Wolves once roamed most of the Northern Hemisphere, including much of the United States, Europe, and the Middle East. Like humans, wolves crossed the Bering land bridge during the Ice Age to range throughout North America, from the Arctic to central Mexico. Both wolf species, the gray (Canis lupus) and the red (Canis rufus), were found in the United States, though the latter lived only in the Southeast. Most literature, popular knowledge, and economic concerns about the wolf involve the gray wolf, also known as the timber wolf. The appearance of the gray wolf varies from pure white in the Arctic to black, gray, and tan in the lower forests and grasslands. A pack animal with well-ordered social systems, the wolf’s success depended on its ability to den, hunt, and defend its territory in groups of two to twenty. Adaptability to different climates and habitats, perhaps only excelled by humans, meant the size and number of prey determined the wolf’s travels. Until the huge bison herds of the Great Plains were destroyed in the midnineteenth century, wolves were most abundant in North America‘s central prairies.
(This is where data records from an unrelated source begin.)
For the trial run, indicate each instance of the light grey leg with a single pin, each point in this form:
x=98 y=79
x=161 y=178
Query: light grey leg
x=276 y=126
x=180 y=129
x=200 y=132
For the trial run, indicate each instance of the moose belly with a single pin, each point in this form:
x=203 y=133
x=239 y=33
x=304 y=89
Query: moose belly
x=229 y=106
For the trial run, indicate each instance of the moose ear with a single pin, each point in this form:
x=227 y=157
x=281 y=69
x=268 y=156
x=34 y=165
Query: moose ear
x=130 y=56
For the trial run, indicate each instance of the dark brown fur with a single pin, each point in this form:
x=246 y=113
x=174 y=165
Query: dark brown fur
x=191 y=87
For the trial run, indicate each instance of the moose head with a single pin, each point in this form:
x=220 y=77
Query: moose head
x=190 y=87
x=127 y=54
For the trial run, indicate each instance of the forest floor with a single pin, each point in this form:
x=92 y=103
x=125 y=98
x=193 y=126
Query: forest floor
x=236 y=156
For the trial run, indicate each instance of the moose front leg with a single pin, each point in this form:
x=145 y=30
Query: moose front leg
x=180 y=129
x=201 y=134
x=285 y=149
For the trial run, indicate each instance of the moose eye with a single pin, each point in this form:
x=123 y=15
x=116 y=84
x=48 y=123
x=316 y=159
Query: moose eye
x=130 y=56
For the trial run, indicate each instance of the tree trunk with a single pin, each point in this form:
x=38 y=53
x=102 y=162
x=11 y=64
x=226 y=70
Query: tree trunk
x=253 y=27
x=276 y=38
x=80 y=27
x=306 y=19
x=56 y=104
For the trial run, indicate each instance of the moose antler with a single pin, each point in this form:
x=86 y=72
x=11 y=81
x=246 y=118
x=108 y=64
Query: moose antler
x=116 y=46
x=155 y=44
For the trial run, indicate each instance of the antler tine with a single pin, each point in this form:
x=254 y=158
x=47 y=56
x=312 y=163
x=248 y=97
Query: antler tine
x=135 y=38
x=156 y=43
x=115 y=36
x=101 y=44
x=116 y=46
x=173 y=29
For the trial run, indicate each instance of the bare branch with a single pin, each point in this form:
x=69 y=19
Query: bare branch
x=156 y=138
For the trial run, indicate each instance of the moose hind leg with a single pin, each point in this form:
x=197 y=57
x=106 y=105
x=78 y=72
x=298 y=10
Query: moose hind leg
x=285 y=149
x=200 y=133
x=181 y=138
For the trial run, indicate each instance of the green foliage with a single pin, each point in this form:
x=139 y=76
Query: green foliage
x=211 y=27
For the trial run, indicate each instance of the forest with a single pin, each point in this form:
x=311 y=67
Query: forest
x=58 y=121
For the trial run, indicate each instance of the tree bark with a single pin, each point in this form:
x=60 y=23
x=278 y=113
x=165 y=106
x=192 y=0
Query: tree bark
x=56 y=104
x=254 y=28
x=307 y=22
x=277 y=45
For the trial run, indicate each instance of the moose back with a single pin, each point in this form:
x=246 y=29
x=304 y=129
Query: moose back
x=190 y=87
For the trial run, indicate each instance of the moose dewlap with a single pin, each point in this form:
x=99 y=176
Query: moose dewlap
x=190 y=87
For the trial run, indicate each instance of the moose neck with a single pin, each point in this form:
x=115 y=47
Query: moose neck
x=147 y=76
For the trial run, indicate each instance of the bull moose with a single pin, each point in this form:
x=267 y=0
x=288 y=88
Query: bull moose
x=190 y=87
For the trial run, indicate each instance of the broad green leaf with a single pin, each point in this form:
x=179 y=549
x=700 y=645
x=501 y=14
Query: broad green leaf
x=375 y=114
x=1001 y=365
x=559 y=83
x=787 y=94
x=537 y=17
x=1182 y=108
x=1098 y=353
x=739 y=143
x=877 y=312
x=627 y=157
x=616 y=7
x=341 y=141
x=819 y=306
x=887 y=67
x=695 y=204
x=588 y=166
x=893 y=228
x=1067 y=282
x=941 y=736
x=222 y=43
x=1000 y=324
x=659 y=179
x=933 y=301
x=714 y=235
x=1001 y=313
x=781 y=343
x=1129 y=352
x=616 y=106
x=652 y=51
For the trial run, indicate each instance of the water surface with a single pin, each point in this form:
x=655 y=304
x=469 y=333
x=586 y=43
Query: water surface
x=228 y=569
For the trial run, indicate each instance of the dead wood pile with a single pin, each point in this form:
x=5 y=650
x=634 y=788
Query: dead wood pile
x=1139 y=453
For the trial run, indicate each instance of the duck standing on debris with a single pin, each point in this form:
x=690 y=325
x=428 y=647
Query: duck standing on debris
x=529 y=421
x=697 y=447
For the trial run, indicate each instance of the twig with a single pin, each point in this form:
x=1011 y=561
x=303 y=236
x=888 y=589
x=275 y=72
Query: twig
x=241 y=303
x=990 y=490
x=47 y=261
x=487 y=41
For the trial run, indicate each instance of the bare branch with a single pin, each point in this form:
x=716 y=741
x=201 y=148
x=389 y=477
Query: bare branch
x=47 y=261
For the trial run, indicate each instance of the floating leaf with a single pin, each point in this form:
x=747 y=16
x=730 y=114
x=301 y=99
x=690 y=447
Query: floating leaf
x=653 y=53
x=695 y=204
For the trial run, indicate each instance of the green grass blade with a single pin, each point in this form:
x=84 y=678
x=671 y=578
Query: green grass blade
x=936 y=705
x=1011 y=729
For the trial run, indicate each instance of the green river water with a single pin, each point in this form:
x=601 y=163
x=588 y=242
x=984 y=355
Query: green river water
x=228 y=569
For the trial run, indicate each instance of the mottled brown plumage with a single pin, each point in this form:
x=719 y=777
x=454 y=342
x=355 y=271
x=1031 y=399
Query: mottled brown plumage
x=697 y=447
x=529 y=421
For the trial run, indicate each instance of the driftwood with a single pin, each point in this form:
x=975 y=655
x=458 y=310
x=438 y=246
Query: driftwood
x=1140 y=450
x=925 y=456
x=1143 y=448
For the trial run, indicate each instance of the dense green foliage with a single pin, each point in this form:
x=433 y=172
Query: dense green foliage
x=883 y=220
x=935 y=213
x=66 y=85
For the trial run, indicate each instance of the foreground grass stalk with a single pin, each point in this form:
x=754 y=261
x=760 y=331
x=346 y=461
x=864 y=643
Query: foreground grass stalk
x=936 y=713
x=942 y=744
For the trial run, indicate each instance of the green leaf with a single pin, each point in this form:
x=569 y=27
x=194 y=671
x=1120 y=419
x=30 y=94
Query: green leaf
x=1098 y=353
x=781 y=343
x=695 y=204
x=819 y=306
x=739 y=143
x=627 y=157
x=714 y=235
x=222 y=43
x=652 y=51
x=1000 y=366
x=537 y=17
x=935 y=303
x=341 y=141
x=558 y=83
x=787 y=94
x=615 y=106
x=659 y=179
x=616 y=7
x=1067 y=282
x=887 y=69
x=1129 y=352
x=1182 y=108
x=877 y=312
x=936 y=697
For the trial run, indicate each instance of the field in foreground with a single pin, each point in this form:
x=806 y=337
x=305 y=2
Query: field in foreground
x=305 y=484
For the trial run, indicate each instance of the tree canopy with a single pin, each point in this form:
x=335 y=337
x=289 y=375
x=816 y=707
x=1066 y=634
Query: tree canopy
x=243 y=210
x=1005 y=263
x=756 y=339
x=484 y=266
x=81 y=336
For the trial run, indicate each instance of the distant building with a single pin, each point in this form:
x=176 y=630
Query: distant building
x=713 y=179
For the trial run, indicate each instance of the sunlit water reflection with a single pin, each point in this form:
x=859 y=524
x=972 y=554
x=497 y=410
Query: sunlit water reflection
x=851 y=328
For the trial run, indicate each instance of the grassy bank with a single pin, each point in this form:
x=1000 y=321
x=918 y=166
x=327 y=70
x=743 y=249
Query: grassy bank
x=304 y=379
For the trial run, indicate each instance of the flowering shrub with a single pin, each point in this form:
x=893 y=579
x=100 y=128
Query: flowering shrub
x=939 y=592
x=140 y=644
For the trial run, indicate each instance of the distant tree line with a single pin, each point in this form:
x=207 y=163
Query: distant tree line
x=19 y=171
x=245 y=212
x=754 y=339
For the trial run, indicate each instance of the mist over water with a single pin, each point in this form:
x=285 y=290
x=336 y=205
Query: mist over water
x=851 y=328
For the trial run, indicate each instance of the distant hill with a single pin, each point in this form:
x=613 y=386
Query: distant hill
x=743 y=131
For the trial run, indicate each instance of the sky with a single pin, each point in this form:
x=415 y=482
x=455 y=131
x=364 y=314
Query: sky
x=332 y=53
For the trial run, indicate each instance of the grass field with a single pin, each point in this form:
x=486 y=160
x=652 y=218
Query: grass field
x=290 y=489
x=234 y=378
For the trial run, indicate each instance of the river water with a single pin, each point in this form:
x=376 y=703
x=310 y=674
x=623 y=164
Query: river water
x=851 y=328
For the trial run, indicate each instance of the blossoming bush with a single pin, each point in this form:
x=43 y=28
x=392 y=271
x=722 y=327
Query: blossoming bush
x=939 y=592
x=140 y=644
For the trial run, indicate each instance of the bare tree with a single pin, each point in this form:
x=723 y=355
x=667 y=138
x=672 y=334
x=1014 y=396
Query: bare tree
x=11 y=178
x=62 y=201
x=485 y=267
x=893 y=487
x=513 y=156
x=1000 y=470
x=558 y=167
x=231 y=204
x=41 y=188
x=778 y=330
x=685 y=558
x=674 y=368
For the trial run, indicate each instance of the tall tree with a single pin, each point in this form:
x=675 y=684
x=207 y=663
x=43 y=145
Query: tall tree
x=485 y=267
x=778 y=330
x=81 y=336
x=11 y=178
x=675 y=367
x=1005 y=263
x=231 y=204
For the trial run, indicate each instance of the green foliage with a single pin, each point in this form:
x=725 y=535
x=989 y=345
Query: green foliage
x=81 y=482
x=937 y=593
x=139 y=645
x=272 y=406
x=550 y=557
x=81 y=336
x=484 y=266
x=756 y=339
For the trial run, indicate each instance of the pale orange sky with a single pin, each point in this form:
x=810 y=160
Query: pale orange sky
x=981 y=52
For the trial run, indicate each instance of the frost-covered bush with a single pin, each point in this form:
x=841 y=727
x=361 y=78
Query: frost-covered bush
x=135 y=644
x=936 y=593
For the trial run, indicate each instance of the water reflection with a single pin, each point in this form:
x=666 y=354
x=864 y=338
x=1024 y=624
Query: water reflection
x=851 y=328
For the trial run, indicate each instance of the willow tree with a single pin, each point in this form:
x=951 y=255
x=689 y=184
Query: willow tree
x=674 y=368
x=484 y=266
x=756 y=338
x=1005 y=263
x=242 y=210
Most Native Americans revered the wolf, emulating its hunting tactics and incorporating the animal into their creation stories. The wolf was central to the Anishinabe (Ojibwa) culture of northern Michigan and was an important clan or totem animal for others. Europeans arrived from densely populated, agrarian countries with much darker attitudes. Though no human deaths from wolves have been reported in the United States, the wolf did compete for the same wild prey as settlers and killed domestic livestock when it could. Intense efforts quickly developed to eradicate the wolf in farming and ranching regions. In the 1840s prairie settlers poisoned wolves with strychnine, chased them with dogs, and shot them in circle hunts. Throughout the late nineteenth century local bounty programs paid for wolf scalps and pelts. Congress authorized funds in 1915 to trap and kill wolves on all public lands. By 1950 the wolf was nearly extinct in the United States. Only scattered packs remained in northern Minnesota and Michigan and remote regions of the Rocky Mountains.
Growing environmental concerns in the 1960s prompted the federal government to declare the wolf an endangered species in 1973. Governmental protections resulted in slow growth of wolf numbers, and in 1986 the first western-state wolf den in fifty years was found in Montana‘s Glacier National Park. Successful efforts to reintroduce the wolf to its former habitat in the 1990s, however, met resistance. To compensate, these programs allowed for payment for livestock killed and removal of the individual wolves responsible. American attitudes toward the wolf continued to be conflicted and passionate to the end of the twentieth century.